Recyclage des déchets du BTP : « la situation évolue », Philippe Maillard
En quoi consiste concrètement l'activité « recyclage et valorisation » ?
Philippe Maillard : Il s'agit de quelque chose qui existe depuis une dizaine d'années et qui s'appuie sur l'idée de transformer les déchets en ressources, avec deux idées derrière : le fait que les matières premières ne sont pas infinies d'une part, et d'autre part, la préoccupation environnementale. Dans certains domaines, cette démarche existe depuis très longtemps. Le secteur du bâtiment, sur cette thématique, est en pleine évolution. On voit aujourd'hui se développer toute cette notion de recyclage, qui était peu présente jusqu'à maintenant.
Comment cette prise de conscience sa manifeste-t-elle ?
P. M. : Cela a évidemment été cristallisé par la loi de transition énergétique, qui a fixé le seuil de 70% de recyclabilité des déchets du bâtiment. De nombreuses initiatives sont lancées, notamment autour d'une gestion plus ''vertueuse'' des chantiers. Par exemple, pour des chantiers de démolition, plutôt que de tout mettre dans la même benne, il est possible de faire du tri sélectif directement sur place. Cela paraît simple, mais il faut être capable de former les chefs de chantier et les ouvriers. Il y a tout un enjeu autour du ''bon tri'' sur place, le fait de mettre le bon type de déchet dans la bonne benne.Comment accompagnez-vous les professionnels du BTP ?
P. M. : Depuis un à deux ans, nous proposons des services pouvant être déployés à l'échelle nationale de façon homogène. Nous développons des offres de chantier vert, où on va jusqu'à vendre les services d'un expert en permanence sur le chantier, qui guide et oriente les ouvriers. Nous sommes en train de démontrer la valeur économique de cette pratique, et nous commençons à avoir quelques références dans le Sud-Ouest où la facture globale est moindre. Nous pouvons également aller jusqu'à proposer les services d'un agent de tri, et là encore, c'est une tendance qui se développe.Comment s'organise la gestion des déchets ?
P. M. : Nous essayons de les collecter directement sur chantier, et nous en assurons la traçabilité et le reporting pour le chef de chantier afin de l'informer sur les quantités récupérées, celles qui ont été revalorisées et les lieux où les matériaux ont été utilisés. Cet enjeu de transparence est extrêmement important. Selon les flux, nous sommes capables de revaloriser les déchets nous-mêmes ou de les apporter à des filières. Nous commençons également à avoir quelques initiatives de tests de déconstruction sélective, ce qui implique la récupération de certaines pièces (poignées de portes, fenêtres, etc.) avant démolition en vue de les réutiliser. C'est une démarche que nous menons actuellement sur un chantier-test du côté de Bagneux avec Bouygues.D'après vous, pourquoi les entreprises du BTP ne s'impliquent pas davantage dans le recyclage* ?

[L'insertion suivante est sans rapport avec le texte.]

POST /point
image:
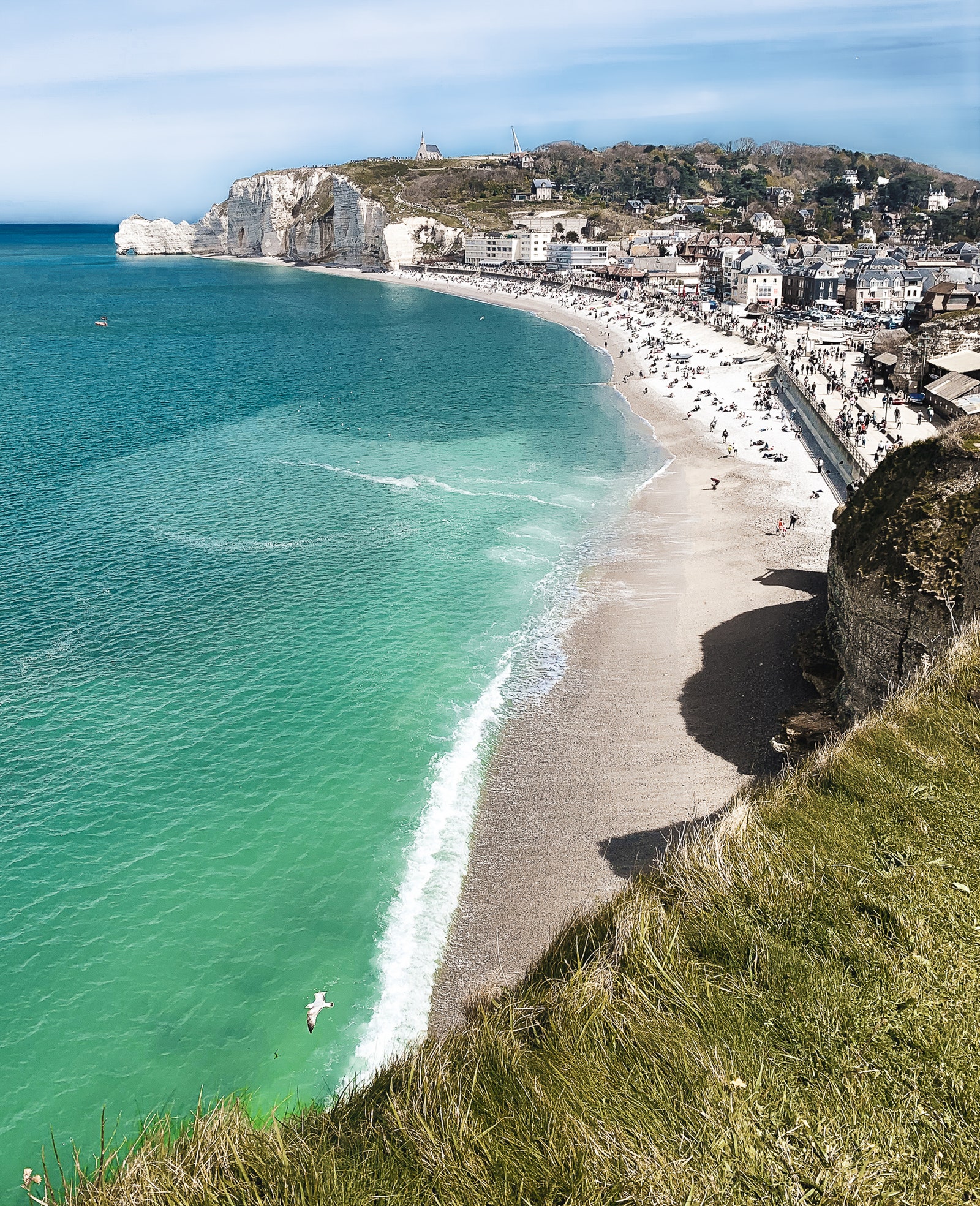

P. M. : Elles n'y voient pas l'intérêt économique. Pourtant, la situation évolue. Les coûts des filières augmentent légèrement, de plus en plus de grands acteurs développent une conscience environnementale, la réglementation évolue, les maîtres d'ouvrage demandent la mise en place de chantiers exemplaires... Cela explique cette convergence qui s'accélère considérablement.
Quelles sont vos ambitions pour l'avenir ?
P. M. : Aujourd'hui nos réflexions sont plus tournées vers le fait d'adresser tous les enjeux du marché du bâtiment. Je vois que beaucoup d'initiatives sont lancées, de nombreux professionnels se préoccupent du recyclage des déchets. Il y a une opportunité pour nous d'apporter des solutions concrètes. Nous avons notamment mis en place une application, Va Bene, grâce à laquelle les chefs de chantier peuvent commander des bennes ou demander à ce que l'on vienne les récupérer. Ce dispositif est d'ailleurs en test sur un chantier près de Dijon. En janvier dernier, nous avons également lancé Batireprise pour les distributeurs de matériaux, qui s'inscrit dans l'obligation pour ces derniers de proposer une solution de reprise pour les déchets de leurs clients. Cette offre les accompagne pour les aider à gérer cette nouvelle réglementation. Tout cela avec pour objectif de contribuer à l'atteinte du taux de 70% de valorisation des déchets du BTP fixé par la législation.*En 2016, l'Ademe estimait à 50% la part de déchets non dangereux du BTP qui n'étaient pas triés sur le chantier.